The Navy Department Library has commenced its relocation to a refurbished site on the historic Washington Navy Yard. The new Naval History and Research Center, a state-of-the-art, 2-floor structure, seamlessly combines two former ordnance factories and warehouses.
WASHINGTON NAVY YARD
The move, initiated in May and scheduled to complete in August, has necessitated the temporary closure of its doors to the public.
According to Navy Librarian Dylan Beazer, the move and the new facility will bring key improvements.
"First, The Library staff will be more centrally located in one building. It's currently a challenge working projects with the team seated in different locations, so it will be a better working environment for us. The materials will also be more concentrated in one location, and that allows for ease of access for our patrons."
Furthermore, addressing concerns about environmental controls, Beazer highlighted the benefits of the new facility.

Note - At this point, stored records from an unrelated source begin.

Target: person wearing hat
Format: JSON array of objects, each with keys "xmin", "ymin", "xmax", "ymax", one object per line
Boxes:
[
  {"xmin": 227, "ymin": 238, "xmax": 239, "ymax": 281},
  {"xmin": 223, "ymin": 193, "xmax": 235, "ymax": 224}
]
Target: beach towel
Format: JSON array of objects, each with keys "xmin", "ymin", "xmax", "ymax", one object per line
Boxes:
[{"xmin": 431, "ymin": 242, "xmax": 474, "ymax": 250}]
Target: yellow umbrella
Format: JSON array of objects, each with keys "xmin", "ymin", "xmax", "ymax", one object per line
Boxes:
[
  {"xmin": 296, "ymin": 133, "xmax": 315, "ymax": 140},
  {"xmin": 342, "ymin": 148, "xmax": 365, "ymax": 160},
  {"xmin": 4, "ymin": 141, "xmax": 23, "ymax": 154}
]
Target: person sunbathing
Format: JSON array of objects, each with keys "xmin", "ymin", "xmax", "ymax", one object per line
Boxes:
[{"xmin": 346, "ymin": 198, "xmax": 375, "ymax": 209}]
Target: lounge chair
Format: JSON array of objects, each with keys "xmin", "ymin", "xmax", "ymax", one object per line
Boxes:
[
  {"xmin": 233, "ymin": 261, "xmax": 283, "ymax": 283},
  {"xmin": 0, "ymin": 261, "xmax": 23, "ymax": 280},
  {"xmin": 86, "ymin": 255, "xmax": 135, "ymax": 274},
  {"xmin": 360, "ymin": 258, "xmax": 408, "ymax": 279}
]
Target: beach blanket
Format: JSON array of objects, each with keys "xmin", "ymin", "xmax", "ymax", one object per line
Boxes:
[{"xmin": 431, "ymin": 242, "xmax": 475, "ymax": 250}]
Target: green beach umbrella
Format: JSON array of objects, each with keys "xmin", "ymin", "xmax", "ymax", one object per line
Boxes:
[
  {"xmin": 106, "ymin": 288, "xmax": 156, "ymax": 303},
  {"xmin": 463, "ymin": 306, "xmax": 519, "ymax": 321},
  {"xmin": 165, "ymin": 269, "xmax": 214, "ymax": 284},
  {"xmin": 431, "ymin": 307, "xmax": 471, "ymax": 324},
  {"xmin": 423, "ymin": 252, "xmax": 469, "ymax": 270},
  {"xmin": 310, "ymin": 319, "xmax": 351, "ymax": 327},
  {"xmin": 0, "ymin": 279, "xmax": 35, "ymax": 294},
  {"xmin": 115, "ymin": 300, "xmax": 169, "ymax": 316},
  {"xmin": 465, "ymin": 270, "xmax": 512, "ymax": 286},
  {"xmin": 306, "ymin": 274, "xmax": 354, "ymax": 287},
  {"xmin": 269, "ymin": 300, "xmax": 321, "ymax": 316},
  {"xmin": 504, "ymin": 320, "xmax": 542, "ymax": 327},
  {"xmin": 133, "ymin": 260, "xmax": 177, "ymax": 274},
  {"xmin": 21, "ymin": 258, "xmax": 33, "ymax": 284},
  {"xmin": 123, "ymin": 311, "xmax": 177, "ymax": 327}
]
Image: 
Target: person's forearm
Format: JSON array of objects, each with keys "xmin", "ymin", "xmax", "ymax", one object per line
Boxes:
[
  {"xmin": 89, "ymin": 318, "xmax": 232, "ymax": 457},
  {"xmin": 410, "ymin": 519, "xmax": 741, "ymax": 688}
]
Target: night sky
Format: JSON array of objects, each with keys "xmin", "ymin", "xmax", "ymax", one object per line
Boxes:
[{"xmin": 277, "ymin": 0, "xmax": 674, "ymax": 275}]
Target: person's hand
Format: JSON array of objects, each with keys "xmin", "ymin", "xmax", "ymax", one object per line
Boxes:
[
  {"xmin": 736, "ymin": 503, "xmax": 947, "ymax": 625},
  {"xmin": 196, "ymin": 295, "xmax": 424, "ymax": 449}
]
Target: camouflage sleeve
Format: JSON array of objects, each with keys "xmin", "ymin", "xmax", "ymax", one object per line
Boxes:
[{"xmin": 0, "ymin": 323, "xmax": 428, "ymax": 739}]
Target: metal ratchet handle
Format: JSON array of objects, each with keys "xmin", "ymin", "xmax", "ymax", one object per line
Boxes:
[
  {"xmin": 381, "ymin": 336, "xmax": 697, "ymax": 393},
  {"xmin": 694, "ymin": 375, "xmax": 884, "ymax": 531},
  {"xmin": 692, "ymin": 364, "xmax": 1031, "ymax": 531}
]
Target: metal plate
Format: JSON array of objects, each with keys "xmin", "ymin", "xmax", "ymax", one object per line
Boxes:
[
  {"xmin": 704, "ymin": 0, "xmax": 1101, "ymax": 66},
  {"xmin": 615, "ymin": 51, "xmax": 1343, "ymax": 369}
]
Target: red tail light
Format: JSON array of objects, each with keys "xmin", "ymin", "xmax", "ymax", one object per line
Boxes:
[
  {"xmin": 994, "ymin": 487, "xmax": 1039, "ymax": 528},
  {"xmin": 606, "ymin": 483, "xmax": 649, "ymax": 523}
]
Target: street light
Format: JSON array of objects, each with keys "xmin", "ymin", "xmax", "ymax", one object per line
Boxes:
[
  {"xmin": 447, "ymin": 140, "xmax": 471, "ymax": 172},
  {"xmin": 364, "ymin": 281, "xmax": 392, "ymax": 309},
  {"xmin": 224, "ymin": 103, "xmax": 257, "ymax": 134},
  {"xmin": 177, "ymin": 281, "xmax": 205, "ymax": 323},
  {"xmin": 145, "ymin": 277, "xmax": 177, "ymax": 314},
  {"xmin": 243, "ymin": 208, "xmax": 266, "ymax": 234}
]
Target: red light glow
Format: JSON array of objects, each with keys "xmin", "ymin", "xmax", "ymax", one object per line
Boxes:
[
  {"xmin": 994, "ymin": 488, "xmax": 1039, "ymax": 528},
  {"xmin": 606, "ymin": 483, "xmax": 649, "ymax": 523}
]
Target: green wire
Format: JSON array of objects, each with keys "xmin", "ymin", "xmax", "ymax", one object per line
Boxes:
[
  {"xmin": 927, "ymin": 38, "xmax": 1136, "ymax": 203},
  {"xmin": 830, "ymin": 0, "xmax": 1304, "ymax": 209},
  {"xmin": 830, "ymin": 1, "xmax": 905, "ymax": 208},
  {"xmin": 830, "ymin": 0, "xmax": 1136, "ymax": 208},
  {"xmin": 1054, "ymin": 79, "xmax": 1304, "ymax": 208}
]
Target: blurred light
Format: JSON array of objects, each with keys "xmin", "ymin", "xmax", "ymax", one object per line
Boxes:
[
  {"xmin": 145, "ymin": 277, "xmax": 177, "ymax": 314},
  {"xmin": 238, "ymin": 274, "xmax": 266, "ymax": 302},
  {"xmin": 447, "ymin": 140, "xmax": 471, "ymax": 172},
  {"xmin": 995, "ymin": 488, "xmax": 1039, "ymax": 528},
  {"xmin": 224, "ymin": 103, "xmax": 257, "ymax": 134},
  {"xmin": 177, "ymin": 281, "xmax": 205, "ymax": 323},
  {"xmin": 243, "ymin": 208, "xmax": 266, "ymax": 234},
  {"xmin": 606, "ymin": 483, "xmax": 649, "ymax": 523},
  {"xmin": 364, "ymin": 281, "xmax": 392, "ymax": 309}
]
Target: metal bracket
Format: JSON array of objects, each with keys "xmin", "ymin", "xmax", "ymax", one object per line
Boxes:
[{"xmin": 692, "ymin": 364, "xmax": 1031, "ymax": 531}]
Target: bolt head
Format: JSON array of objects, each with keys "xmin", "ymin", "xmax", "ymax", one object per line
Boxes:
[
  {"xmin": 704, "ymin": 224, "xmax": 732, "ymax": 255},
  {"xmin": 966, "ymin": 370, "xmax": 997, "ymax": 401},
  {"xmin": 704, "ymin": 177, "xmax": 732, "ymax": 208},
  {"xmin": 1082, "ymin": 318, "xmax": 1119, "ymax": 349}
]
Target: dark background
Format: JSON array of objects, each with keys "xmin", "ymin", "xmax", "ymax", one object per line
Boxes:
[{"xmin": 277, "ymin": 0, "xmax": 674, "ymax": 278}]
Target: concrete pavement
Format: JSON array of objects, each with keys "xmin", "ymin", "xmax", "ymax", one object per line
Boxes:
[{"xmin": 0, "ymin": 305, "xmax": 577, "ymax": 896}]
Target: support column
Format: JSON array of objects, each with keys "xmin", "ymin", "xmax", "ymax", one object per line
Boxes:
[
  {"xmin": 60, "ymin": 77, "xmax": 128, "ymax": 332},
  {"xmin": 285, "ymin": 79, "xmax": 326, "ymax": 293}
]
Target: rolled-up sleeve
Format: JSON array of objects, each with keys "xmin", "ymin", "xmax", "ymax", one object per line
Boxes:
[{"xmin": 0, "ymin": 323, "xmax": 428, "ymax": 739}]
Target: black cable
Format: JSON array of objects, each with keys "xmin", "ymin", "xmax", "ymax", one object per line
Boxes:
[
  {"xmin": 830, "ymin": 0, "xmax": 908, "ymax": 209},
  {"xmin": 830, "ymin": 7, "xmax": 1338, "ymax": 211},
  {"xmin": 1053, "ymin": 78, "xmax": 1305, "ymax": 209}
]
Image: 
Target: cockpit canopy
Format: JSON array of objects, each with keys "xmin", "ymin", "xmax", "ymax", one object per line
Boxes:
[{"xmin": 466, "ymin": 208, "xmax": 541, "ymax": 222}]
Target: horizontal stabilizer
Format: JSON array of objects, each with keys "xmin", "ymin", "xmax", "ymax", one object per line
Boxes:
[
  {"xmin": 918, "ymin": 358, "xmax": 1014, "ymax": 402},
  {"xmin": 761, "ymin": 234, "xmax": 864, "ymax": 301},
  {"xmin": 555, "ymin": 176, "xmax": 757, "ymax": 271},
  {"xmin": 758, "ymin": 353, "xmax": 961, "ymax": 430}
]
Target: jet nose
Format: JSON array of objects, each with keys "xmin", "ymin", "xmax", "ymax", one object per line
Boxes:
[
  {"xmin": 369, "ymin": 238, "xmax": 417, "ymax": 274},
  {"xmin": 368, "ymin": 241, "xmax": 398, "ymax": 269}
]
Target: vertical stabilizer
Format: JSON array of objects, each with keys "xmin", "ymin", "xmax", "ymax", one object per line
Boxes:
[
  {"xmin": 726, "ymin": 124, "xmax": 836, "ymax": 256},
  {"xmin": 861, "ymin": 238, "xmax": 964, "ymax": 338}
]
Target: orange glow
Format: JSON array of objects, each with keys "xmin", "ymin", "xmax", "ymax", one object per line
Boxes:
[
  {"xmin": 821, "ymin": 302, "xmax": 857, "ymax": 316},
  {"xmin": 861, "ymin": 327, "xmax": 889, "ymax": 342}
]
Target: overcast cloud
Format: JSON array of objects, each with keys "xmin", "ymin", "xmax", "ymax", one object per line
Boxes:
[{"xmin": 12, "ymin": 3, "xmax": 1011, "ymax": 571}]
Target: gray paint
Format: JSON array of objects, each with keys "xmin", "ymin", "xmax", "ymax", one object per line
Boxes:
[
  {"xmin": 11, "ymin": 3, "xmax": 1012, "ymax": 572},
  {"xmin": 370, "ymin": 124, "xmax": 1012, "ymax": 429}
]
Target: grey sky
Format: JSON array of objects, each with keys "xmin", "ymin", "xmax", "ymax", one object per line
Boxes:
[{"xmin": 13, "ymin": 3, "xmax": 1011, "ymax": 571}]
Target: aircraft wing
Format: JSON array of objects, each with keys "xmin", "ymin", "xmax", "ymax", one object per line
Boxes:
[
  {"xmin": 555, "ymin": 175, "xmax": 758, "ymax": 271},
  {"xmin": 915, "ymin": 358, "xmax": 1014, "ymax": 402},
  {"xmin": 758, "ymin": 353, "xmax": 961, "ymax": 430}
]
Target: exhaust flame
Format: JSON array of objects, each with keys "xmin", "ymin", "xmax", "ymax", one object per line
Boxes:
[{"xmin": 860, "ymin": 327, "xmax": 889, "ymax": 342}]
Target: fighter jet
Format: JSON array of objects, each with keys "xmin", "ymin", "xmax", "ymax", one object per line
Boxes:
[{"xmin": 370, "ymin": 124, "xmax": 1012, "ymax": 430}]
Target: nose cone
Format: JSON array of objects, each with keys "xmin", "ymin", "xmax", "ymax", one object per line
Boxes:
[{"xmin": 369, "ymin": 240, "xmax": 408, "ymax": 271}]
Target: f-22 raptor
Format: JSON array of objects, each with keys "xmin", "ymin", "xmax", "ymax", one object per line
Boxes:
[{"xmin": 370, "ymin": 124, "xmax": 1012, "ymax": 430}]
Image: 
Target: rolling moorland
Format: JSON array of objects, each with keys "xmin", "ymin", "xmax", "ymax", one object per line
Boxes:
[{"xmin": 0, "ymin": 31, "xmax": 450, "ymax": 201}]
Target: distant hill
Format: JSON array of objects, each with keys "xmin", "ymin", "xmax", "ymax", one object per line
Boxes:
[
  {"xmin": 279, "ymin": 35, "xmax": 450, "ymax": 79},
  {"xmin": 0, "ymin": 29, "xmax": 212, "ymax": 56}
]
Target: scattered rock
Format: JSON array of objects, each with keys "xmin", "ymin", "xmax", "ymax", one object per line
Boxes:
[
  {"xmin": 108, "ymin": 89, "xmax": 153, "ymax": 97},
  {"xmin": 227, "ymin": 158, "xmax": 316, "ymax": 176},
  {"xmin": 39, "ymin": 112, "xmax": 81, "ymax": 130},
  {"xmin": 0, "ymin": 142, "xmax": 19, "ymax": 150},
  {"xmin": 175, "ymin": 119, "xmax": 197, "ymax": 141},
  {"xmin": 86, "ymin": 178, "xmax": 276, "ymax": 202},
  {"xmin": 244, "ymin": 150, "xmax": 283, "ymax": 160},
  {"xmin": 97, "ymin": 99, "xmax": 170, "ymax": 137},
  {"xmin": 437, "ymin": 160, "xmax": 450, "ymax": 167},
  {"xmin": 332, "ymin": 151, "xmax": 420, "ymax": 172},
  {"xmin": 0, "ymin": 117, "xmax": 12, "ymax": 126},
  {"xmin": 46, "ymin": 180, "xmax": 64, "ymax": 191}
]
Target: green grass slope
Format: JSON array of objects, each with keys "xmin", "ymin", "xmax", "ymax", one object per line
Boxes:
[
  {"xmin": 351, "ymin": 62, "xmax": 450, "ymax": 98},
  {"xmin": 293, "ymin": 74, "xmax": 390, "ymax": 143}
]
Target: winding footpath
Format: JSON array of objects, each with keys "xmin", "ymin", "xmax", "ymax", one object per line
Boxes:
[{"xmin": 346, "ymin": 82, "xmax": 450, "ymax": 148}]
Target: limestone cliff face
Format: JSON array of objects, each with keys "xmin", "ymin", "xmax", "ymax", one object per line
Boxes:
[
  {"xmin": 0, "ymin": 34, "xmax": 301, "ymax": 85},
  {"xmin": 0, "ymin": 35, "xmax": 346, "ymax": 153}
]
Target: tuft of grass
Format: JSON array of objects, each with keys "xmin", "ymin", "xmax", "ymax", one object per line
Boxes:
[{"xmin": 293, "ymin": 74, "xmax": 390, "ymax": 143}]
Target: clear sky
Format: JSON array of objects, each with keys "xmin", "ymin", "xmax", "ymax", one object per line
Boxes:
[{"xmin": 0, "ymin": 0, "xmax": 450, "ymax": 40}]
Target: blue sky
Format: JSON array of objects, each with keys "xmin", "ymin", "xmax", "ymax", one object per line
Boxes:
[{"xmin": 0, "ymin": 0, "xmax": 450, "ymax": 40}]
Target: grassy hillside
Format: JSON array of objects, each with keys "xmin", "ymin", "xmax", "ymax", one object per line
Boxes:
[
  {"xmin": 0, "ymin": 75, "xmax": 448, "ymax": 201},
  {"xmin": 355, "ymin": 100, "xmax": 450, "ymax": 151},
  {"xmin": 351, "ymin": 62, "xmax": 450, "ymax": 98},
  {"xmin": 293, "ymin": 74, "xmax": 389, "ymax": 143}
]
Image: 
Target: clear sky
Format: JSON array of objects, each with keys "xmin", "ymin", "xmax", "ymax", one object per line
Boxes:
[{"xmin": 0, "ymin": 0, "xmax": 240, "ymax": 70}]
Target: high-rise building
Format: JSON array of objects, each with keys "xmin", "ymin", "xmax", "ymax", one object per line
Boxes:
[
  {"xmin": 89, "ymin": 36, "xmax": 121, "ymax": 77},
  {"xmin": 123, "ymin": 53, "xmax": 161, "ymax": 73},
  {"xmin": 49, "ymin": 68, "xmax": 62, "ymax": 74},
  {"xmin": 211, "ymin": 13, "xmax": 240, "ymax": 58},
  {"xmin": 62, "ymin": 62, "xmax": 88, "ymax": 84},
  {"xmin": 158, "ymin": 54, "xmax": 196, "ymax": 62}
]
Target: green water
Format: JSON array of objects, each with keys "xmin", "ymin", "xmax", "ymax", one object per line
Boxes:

"This new facility will keep the Navy's books, historical documents, and other items in a long-term stable environment,” he said. “That means we'll spend less time and money on preservation efforts as they'll stay in better condition for longer. It will also allow the public and Navy historians longer access to the material for research and provide us with room for growth for our future collections. The most important thing is a better environment to control the humidity and temperature, keeping books healthier for longer. The items will also be located together and the facility will give us more room for future growth."
The library's impressive collection includes a staggering 114,000 book titles, 374,000 manuscripts, and 189,000 periodicals, with a particular emphasis on naval, nautical, and military history from around the world. These invaluable resources form the bedrock of the Navy Department Library's enduring legacy. Among its gems are historical artifacts that bring to life the rich legacy of naval heritage.
While the Navy Library collection is extensive, there are often misconceptions about its scope, Beazer said.
"The size of the collection, what it covers, and how we grow it. While we focus on U.S. naval history, we also cover other aspects of maritime history, and we have resources on the other military branches too. We grow our collection both through book buying and donations, especially regarding cruise books and unique historical items."
Established by a directive from President John Adams to Secretary of the Navy Benjamin Stoddert in 1800, the Navy Department Library has evolved into a treasured institution that holds an array of naval and maritime history, customs, and traditions. As one of the few major military historical libraries accessible to the public, it serves as a beacon of knowledge for an international audience.
Addressing access to the library's resources for its many audiences around the country and throughout the fleet, Beazer highlighted the library’s virtual resources. "The best place is on our website in our online reading room and directs users to visit the online reading room.” He also noted the photo archives are searchable, and a good portion of their collection is available online. While the library will make efforts to work on requests for information (RFIs) with their limited resources, there may not be an expectation of an immediate response.
As the Navy Department Library undertakes this historic move, its staff acknowledges the temporary inconvenience the closure poses to patrons. However, they have made provisions to ensure that the library's services remain accessible in some capacity. While the library will not be able to send out interlibrary loans (ILLs) to other institutions during this period, it will actively order ILLs for its own patrons. The staff will strive to address inquiries from the public, though they anticipate some limitations due to the relocation process.
As the Navy Department Library settles into its new location, it anticipates the opportunity to continue serving its community with enhanced access to its unparalleled collection. This historic relocation not only protects the past but also paves the way for the preservation of future naval artifacts.
The staff at the Navy Department Library remains committed to advancing the understanding of naval heritage and safeguarding the stories that shape our history.
NHHC, located at the Washington Navy Yard, is responsible for preserving, analyzing, and disseminating U.S. naval history and heritage. It provides the knowledge foundation for the Navy by maintaining historically relevant resources and products that reflect the Navy's unique and enduring contributions through our nation's history and supports the fleet by assisting with and delivering professional research, analysis, and interpretive services. NHHC comprises many activities, including the Navy Department Library, the Navy Operational Archives, the Navy art and artifact collections, underwater archeology, Navy histories, 10 museums, USS Constitution repair facility, and the historic ship Nautilus.